Pero me gustaría. Me gustaría no volver a cortarme el pelo nunca. Me gustaría
dejármelo crecer hasta que me muera. Llevo fatal lo de acudir cada pocos meses
a una peluquería. Es una tortura. Una tortura de las gordas. Nunca salgo
contento. Siempre hay algún detalle que me desespera. Que si la patilla
demasiado larga. Que si demasiado corta. Que si el flequillo un poco disparado.
Que si en la coronilla el pelo se arremolina. Nunca he salido con una
sonrisa de una peluquería. En mi cara siempre hay un gesto de insatisfacción. Los peluqueros lo saben. No son tontos. Saben que no me quedo contento. He probado muchas peluquerías. Tal vez cientos. Cambio de peluquería cada dos
por tres. Lo de mi insatisfacción capilar viene de la infancia. Dicen que todo
viene de la infancia. Pero yo no me lo acabo de creer. Cuando era niño me
cortaban el pelo a lo cepillo. Nunca me gustó. Ser un cepillo. Yo quería tener
el peinado de John Travolta en la película Grease.
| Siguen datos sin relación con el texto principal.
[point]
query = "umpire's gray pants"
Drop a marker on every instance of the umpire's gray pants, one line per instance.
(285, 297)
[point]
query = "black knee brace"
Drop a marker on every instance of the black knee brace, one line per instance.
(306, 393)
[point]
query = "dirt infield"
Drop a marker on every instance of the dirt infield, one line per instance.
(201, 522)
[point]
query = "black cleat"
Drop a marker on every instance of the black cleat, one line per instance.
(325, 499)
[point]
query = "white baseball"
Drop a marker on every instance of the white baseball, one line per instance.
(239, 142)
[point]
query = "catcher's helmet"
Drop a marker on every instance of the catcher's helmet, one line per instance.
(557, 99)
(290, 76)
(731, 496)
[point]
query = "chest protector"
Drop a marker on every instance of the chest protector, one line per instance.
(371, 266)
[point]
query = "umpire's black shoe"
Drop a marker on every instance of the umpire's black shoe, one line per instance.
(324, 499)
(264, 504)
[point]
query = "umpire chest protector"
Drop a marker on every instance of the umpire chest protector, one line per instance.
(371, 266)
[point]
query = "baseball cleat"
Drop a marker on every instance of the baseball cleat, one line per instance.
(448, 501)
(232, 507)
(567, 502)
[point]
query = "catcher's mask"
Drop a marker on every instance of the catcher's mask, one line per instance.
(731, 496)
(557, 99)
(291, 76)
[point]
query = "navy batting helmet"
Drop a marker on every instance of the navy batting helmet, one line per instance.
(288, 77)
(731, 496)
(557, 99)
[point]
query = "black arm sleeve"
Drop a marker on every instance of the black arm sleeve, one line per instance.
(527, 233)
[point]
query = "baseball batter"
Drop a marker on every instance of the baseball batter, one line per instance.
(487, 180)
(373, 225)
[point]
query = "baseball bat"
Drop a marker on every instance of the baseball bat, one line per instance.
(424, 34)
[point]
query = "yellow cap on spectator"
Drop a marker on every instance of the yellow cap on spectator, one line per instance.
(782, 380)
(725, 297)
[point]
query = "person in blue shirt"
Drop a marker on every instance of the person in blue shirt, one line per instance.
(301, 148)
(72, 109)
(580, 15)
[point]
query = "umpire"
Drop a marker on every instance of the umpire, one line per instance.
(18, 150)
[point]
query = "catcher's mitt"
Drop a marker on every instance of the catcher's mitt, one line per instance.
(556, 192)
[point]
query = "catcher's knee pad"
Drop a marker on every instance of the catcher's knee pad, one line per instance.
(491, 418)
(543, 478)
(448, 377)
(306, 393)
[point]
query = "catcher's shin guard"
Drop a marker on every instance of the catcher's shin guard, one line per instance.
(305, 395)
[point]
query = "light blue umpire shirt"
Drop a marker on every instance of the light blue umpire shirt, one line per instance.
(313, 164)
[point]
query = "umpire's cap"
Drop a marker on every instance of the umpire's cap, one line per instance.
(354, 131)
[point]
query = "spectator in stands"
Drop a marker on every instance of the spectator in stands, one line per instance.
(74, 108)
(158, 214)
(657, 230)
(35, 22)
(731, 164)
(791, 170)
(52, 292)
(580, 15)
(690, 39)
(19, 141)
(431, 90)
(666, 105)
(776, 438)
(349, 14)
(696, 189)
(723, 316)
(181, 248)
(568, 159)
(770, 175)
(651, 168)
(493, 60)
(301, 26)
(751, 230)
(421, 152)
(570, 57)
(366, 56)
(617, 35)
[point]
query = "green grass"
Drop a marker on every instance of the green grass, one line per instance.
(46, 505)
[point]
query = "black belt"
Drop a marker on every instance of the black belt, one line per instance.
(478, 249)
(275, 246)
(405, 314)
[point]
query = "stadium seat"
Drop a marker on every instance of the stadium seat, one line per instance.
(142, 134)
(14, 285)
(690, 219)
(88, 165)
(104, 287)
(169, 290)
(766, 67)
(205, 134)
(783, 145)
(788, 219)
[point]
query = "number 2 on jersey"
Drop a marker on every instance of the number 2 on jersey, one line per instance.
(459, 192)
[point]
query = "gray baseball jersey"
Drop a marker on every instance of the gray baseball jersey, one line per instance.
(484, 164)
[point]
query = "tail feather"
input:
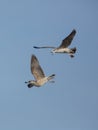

Yo quería tener a una chica como Olivia Newton John. Ya entonces apuntaba alto.
Pero no crecí mucho y enseguida me vi superado por los peinados ajenos. Tuve el pelo muy
corto. El pelo rapado al uno. También tuve el pelo muy largo. El pelo de un
anacoreta en una isla desierta. Después senté la cabeza y con la cabeza senté
el cabello. Ahora llevo un peinado sin adjetivos. Nada en él despierta la
narración. Es un peinado triste. Un peinado a secas. Fruto de mi eterna tristeza capilar.